“Seth Godin just took a swipe at us.”
That’s what my colleague on the other end of the phone line said to me Monday morning.
“Who?” I asked. “Us? KGBTexas?”
“No, the PR industry,” she said.
I agreed to check it out. And I was ready to be outraged. Seth is always good for making you think. His blog is a daily requirement for me. So I jumped in with both feet.
The “offending” line was at the end of Monday’s post. Seth was talking about getting the most from your biggest fans and he used the example of a small non-profit organization. He asked if it was better to work through the organization’s core donor base to enlist friends to the cause, “or would hiring a PR firm to get a bunch of articles placed pay off more efficiently?”
A rhetorical question, but not offensive. Seth was pointing out that our tried and true fans and followers can give us more than we might get trying to lure strangers to our cause. We often piss off the fans in pursuit of the strangers.

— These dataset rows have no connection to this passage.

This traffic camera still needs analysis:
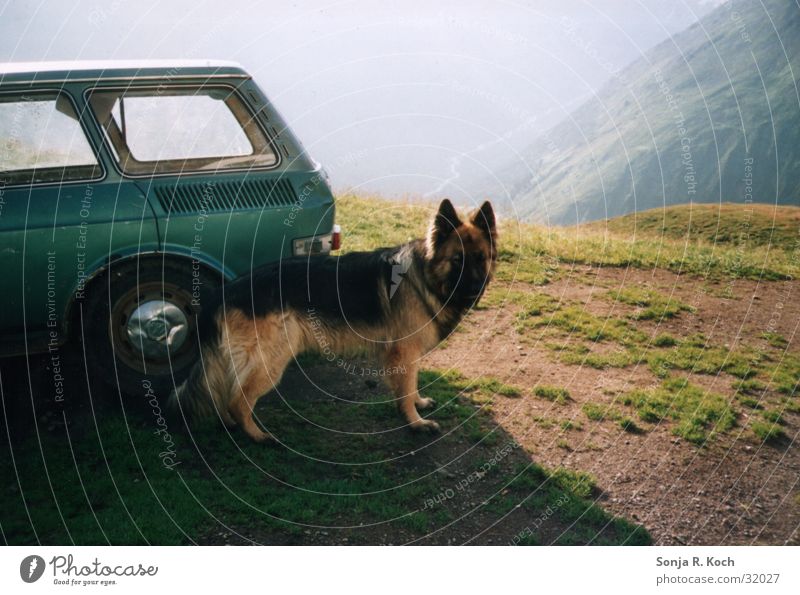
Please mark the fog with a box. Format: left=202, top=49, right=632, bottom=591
left=0, top=0, right=720, bottom=202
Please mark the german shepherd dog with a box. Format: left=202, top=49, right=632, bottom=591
left=169, top=199, right=497, bottom=442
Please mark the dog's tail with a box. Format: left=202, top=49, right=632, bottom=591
left=166, top=308, right=235, bottom=426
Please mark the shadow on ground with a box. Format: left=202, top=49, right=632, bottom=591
left=0, top=357, right=650, bottom=545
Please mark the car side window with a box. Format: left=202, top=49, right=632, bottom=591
left=89, top=87, right=278, bottom=175
left=0, top=92, right=102, bottom=185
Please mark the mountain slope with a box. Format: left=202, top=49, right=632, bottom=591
left=493, top=0, right=800, bottom=224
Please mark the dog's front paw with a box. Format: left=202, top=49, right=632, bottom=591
left=411, top=419, right=442, bottom=434
left=416, top=398, right=436, bottom=409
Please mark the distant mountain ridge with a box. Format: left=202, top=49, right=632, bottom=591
left=494, top=0, right=800, bottom=224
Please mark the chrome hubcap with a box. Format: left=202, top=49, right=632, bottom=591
left=127, top=300, right=189, bottom=359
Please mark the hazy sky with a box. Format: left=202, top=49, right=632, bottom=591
left=0, top=0, right=721, bottom=199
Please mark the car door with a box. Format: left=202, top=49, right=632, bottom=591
left=0, top=85, right=158, bottom=353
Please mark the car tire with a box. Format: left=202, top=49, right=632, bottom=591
left=82, top=260, right=221, bottom=396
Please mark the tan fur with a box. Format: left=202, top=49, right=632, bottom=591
left=174, top=203, right=496, bottom=442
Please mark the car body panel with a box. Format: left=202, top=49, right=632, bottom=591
left=0, top=61, right=334, bottom=354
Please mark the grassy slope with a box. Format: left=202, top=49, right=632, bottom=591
left=0, top=196, right=800, bottom=544
left=338, top=196, right=800, bottom=283
left=584, top=203, right=800, bottom=248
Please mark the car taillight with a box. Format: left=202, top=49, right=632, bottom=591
left=292, top=234, right=333, bottom=256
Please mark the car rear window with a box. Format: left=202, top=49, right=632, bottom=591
left=89, top=87, right=278, bottom=175
left=0, top=92, right=102, bottom=185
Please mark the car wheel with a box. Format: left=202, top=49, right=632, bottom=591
left=84, top=261, right=218, bottom=395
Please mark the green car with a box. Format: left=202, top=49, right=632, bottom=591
left=0, top=61, right=339, bottom=399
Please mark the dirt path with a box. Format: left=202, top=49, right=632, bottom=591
left=425, top=267, right=800, bottom=545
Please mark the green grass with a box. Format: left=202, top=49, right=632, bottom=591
left=336, top=194, right=797, bottom=285
left=733, top=378, right=767, bottom=395
left=523, top=306, right=646, bottom=345
left=761, top=331, right=789, bottom=349
left=586, top=203, right=800, bottom=248
left=606, top=287, right=695, bottom=320
left=646, top=337, right=762, bottom=379
left=653, top=333, right=678, bottom=347
left=473, top=376, right=522, bottom=398
left=619, top=378, right=736, bottom=444
left=750, top=421, right=786, bottom=443
left=581, top=403, right=622, bottom=421
left=512, top=466, right=652, bottom=545
left=0, top=370, right=638, bottom=545
left=533, top=385, right=572, bottom=405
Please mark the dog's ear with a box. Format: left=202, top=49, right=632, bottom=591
left=428, top=198, right=461, bottom=256
left=470, top=200, right=497, bottom=240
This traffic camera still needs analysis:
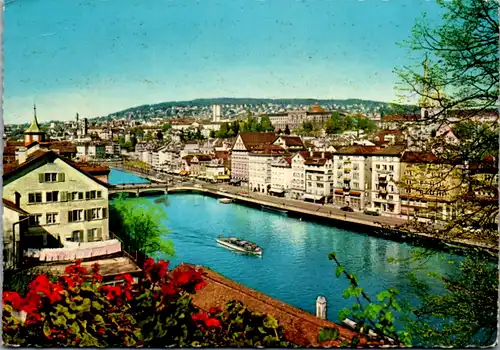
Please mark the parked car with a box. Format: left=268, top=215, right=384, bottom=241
left=363, top=209, right=380, bottom=216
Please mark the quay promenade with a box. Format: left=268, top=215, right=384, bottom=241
left=107, top=167, right=499, bottom=254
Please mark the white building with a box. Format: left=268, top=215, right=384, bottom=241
left=212, top=105, right=222, bottom=122
left=270, top=157, right=292, bottom=197
left=2, top=198, right=29, bottom=269
left=3, top=150, right=109, bottom=256
left=76, top=142, right=106, bottom=161
left=303, top=152, right=334, bottom=203
left=371, top=146, right=404, bottom=216
left=334, top=145, right=380, bottom=210
left=248, top=145, right=287, bottom=194
left=231, top=132, right=276, bottom=182
left=291, top=152, right=309, bottom=199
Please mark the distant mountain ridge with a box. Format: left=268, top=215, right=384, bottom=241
left=108, top=97, right=406, bottom=117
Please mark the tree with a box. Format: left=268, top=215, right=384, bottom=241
left=216, top=122, right=229, bottom=139
left=156, top=130, right=163, bottom=140
left=302, top=121, right=314, bottom=132
left=325, top=112, right=345, bottom=135
left=390, top=0, right=499, bottom=346
left=406, top=255, right=498, bottom=348
left=109, top=196, right=175, bottom=256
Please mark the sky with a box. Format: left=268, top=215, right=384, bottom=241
left=4, top=0, right=439, bottom=124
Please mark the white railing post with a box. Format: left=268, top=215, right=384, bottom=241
left=316, top=295, right=326, bottom=320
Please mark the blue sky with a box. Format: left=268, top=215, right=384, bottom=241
left=4, top=0, right=439, bottom=123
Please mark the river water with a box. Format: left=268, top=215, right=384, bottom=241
left=110, top=170, right=461, bottom=328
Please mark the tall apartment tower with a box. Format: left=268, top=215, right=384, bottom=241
left=212, top=105, right=221, bottom=122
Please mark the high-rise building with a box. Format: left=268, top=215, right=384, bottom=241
left=212, top=105, right=221, bottom=122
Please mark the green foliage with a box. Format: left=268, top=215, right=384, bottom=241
left=200, top=301, right=296, bottom=348
left=284, top=124, right=290, bottom=135
left=406, top=256, right=499, bottom=348
left=3, top=266, right=58, bottom=294
left=318, top=327, right=340, bottom=343
left=2, top=259, right=295, bottom=348
left=240, top=115, right=274, bottom=132
left=109, top=196, right=175, bottom=256
left=328, top=252, right=411, bottom=346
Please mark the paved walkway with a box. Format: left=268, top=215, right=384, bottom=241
left=112, top=170, right=498, bottom=253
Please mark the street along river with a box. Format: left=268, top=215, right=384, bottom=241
left=110, top=170, right=462, bottom=330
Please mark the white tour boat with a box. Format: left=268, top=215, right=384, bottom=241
left=217, top=235, right=263, bottom=256
left=219, top=198, right=233, bottom=204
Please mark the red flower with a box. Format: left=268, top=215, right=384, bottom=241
left=59, top=276, right=75, bottom=288
left=101, top=286, right=122, bottom=300
left=161, top=283, right=177, bottom=295
left=115, top=273, right=134, bottom=283
left=174, top=270, right=192, bottom=286
left=208, top=307, right=222, bottom=315
left=2, top=292, right=23, bottom=310
left=194, top=281, right=208, bottom=290
left=191, top=311, right=208, bottom=322
left=205, top=318, right=220, bottom=328
left=144, top=258, right=155, bottom=273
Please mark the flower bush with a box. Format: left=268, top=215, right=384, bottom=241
left=3, top=259, right=293, bottom=347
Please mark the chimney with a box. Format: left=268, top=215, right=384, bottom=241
left=14, top=192, right=21, bottom=209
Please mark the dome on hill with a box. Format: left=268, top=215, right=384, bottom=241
left=311, top=105, right=325, bottom=113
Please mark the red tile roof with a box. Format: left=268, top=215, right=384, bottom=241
left=250, top=145, right=288, bottom=155
left=401, top=151, right=438, bottom=163
left=382, top=114, right=420, bottom=122
left=280, top=136, right=304, bottom=147
left=240, top=132, right=276, bottom=150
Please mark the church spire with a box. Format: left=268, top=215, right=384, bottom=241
left=24, top=104, right=42, bottom=133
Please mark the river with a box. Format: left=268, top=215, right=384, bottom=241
left=110, top=170, right=461, bottom=328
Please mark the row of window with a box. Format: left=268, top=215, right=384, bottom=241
left=29, top=208, right=107, bottom=226
left=28, top=191, right=102, bottom=204
left=38, top=173, right=66, bottom=183
left=66, top=228, right=102, bottom=242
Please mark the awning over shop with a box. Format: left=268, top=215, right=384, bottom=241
left=269, top=187, right=285, bottom=193
left=304, top=193, right=324, bottom=201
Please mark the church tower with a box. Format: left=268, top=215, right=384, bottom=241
left=24, top=105, right=45, bottom=147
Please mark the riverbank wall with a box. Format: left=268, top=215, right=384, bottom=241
left=164, top=187, right=498, bottom=259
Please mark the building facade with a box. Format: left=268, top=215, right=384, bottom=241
left=3, top=151, right=109, bottom=248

As a PR agency, we have a new task before us. We can send out press releases and do the traditional blocking and tackling we’ve done for years. But we can also help our clients engage those core “fans/customers/constituencies” at another level. Every organization has a space that it owns. Instead of looking for a bigger footprint, they need to make that footprint as deep, lasting and meaningful as possible. Am I making sense?